Глаза щиплет, щекам горячо. Что это? Слезы? Впервые за пятнадцать лет я плачу; не издаю ни звука — просто даю соленой влаге стечь по лицу.

Аккуратным ударом всаживаю нож в грудь матери, клинок входит по самую рукоять. Она охает, но затем снова что-то щебечет, продолжает гладить меня по лицу. Затем ее движения становятся медленнее, рука слабеет — и вот пухлая ладонь, все еще теплая, застывает на моем лице.

Я лежу рядом и смотрю ей в глаза: они такие же, как и пятнадцать лет назад. Лучистые, цвета гречишного меда. Даже сейчас, когда под ее головой натекла багровая лужа, глаза продолжают улыбаться.

Она всегда была такой, сколько себя помню: даже когда отказывала ростовщику в заведомо невыгодной сделке, даже когда муж возвращался из корчмы и бил ее по какой-то своей, надуманной причине. Ее глаза улыбались тогда, ее глаза продолжают улыбаться и сейчас.

В этом доме сегодня все мы мертвы. Я дышу, желудок все еще требует пищи, но последнее, что связывало меня с мирскими заботами, сегодня умерло. И это замечательно! Агония подарила мне чувство легкости. Я вознесусь! Я отращу крылья!

Одним ловким прыжком я снова оказываюсь на ногах, легко стряхиваю кровь с рукавов и подола рясы: ткань пропитана маслянистой мирой — к ней ничего не пристает. Выглядываю в окно: в паре футов от кучи мусора, весь заливаемый закатными лучами, стоит человек в бурой промасленной рясе. Точно такой же, как и у меня…

IX

Я захожу в спальню и беру на руки плачущего Томислава. Малыш сопротивляется, ему не нравится чужой дядя. Сколько ему? Месяцев девять; он явно еще не умеет ходить.

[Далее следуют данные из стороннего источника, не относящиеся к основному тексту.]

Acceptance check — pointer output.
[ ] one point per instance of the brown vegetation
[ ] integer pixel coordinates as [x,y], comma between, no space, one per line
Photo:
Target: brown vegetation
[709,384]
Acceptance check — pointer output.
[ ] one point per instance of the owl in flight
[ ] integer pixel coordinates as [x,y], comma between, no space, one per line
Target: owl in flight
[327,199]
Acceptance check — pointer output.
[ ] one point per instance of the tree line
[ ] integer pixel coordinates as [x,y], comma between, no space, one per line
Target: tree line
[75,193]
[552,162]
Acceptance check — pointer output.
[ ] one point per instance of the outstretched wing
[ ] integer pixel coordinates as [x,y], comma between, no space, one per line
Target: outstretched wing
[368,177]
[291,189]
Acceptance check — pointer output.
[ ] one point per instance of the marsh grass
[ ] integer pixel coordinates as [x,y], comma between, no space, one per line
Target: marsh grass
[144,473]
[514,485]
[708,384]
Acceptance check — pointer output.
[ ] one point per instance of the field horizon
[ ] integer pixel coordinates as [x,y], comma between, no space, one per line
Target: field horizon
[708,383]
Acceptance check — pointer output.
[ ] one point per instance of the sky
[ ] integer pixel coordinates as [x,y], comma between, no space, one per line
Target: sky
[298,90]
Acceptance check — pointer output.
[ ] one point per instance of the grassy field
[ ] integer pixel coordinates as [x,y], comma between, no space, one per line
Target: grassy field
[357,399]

Мы спускаемся вниз, и я сажаю его подле тела мертвой матери. Увидев окровавленное лицо Агнешки, он успокаивается и льнет к ней, ища защиты. Я наклоняюсь, чтобы заглянуть малышу в глаза.

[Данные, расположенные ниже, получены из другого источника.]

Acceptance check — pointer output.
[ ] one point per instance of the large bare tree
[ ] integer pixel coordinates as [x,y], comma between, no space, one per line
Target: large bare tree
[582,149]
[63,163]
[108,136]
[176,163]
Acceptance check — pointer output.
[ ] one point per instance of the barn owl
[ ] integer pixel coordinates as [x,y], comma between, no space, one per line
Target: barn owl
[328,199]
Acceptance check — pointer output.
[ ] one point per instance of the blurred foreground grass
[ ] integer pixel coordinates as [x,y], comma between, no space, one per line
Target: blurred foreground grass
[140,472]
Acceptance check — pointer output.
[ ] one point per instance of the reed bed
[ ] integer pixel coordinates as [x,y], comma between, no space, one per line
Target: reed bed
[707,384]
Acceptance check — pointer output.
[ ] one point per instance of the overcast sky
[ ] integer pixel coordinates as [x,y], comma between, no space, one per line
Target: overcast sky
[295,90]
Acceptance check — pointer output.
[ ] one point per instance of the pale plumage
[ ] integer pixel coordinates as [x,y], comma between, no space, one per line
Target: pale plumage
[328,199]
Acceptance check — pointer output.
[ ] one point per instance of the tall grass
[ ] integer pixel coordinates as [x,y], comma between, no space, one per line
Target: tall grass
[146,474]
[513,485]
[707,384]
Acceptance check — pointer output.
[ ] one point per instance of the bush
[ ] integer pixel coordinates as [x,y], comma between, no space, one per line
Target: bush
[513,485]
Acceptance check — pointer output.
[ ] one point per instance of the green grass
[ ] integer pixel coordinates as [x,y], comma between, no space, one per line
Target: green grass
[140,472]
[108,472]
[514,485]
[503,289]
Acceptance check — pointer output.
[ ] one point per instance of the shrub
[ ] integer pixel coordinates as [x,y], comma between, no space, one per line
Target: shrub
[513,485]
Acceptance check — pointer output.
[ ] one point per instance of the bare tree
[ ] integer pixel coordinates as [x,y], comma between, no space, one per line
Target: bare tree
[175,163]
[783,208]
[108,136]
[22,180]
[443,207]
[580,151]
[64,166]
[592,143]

— Когда вырастешь, найди меня и убей.

Я выхожу на улицу и стучу в окно соседнего дома. Хозяин нехотя выглядывает между ставнями, просовывая в щель масляную лампу.

— Кого тут нелегкая принесла? А, монах. Мне нечего тебе подать.

— Я не прошу милостыню, милый человек. Позовите стражу. Ваших соседей, тех, что родственники купца Пацека, убили.

Не давая задать себе вопрос, я ускользаю во тьму. В который раз…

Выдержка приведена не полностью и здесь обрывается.